One could lead this notion into a similar conversation about the Portland Art Museum. Unlike the music center, PAM already has two buildings to call home. But there are increasing whispers that the museum may be gearing up to fundraise for development of the block it owns one block north of its existing Belluschi Building and Mark Building. Rather than an international design competition, as many cultural facilities use to bring top-shelf architects on board, PAM could easily simply sign on Allied Works. Portland as a city has a strong preference for all things local, and Allied is hands-down the local firm with the most international acclaim as well as the most experience with major art museums.
Vancouver Connector (images courtesy Allied Works)
Meanwhile, Allied's biggest local project for now seems to be the Vancouver Connector, which may be one of the few positive results from the Columbia River Crossing project. To buid the newI-5 Bridge between Vancouver and Portland, mitigation is required under federal law, requiring improved connections between downtown Vancouver and the Fort Vancouver historic site, including an expanded pedestrian overpass at Evergreen Boulevard.

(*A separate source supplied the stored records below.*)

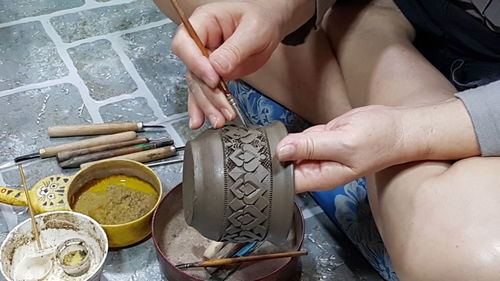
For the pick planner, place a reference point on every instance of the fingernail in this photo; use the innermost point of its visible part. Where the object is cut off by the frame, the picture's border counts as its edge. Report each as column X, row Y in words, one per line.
column 227, row 114
column 286, row 151
column 214, row 120
column 210, row 81
column 221, row 61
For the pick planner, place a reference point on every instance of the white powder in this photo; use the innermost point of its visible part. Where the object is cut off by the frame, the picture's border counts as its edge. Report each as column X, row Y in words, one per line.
column 52, row 238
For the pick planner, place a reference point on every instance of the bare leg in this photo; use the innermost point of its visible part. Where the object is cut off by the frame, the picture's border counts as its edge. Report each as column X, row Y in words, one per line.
column 434, row 217
column 437, row 219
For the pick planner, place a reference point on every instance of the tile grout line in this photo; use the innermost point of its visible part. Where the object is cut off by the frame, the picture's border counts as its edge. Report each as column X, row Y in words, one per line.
column 142, row 88
column 38, row 85
column 87, row 6
column 7, row 210
column 77, row 81
column 77, row 43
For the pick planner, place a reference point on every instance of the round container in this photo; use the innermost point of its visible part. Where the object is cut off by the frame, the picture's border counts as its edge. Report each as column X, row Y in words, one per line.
column 71, row 246
column 55, row 229
column 170, row 228
column 124, row 234
column 235, row 189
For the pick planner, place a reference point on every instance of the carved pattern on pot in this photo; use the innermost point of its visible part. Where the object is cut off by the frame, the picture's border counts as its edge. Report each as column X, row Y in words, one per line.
column 247, row 184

In partnership with landscape firm Gustafson Guthrie Nichol, the 14-acre Connector will feature a promenade lined with flowing water, a native Camas prairie and a wetland meadow. The Connector is organized as a series of intersecting and overlapping plates that allow light to pass from upper to lower levels, and offer framed views of the city and sky.
Trolling the web for other Allied news and Cloepfil quotes, I came across a conversation at UCLA's Hammer Museum between Cloepfil and Portland-based director Gus Van Sant.
As Meara Daly recalled for the Los Angeles I'm Yours blog, the evening began with Van Sant asking Cloepfil about why he lives in Portland. "For both, it seemed to be a respite from the noise of places like NY and LA: it is a place where they are most productive) and how does one find inspiration," Daly writes. "Cloepfil meandered a bit on this topic, but essentially he believes architecture is a means of mining things – they do not have to be new things or even profound – to create a lens that brings insight into things. In a way he feels they both 'edit' experiences and the goal for him 'is not to expand but to limit the conversation.' Van Sant actually contradicted this notion though: he feels that in film 'scale is preferable, to make it personal AND include a vastness.”
In his Hammer talk, Cleopfil on more than one occasion "made a disparaging reference to 'corporate' architecture," Daly adds, and stated "that there are only two kinds of architecture: architecture as commodity, which is about replication and making money, and the 1% (very clever to hit that note!) who do it for the ideas and architecture that lives on its merits." This is a bit confusing to characterize the 1% as the good guys in this scenario, and Daly disagrees with this premise. "I do not believe architecture can be boiled down to these two extremes," she argues, "and in fact it does the profession a disservice to characterize it as such. Is his work for Pixar not a commodity? Is Frank Gehry’s work not considered a commodity AND in that 1%? I would love to hear other people’s thoughts on the subject, particularly folks who work in the industry." Indeed, Cloepfil seems to have a left-leaning sentiment and sympathy for the overwhelming majority earning less than a bundle, even as his clients are often very well-heeled.
Cloepfil's talk at the Portland Art Museum goes from 6-7PM on Thursday, and the museum is at 1219 SW Park Avenue.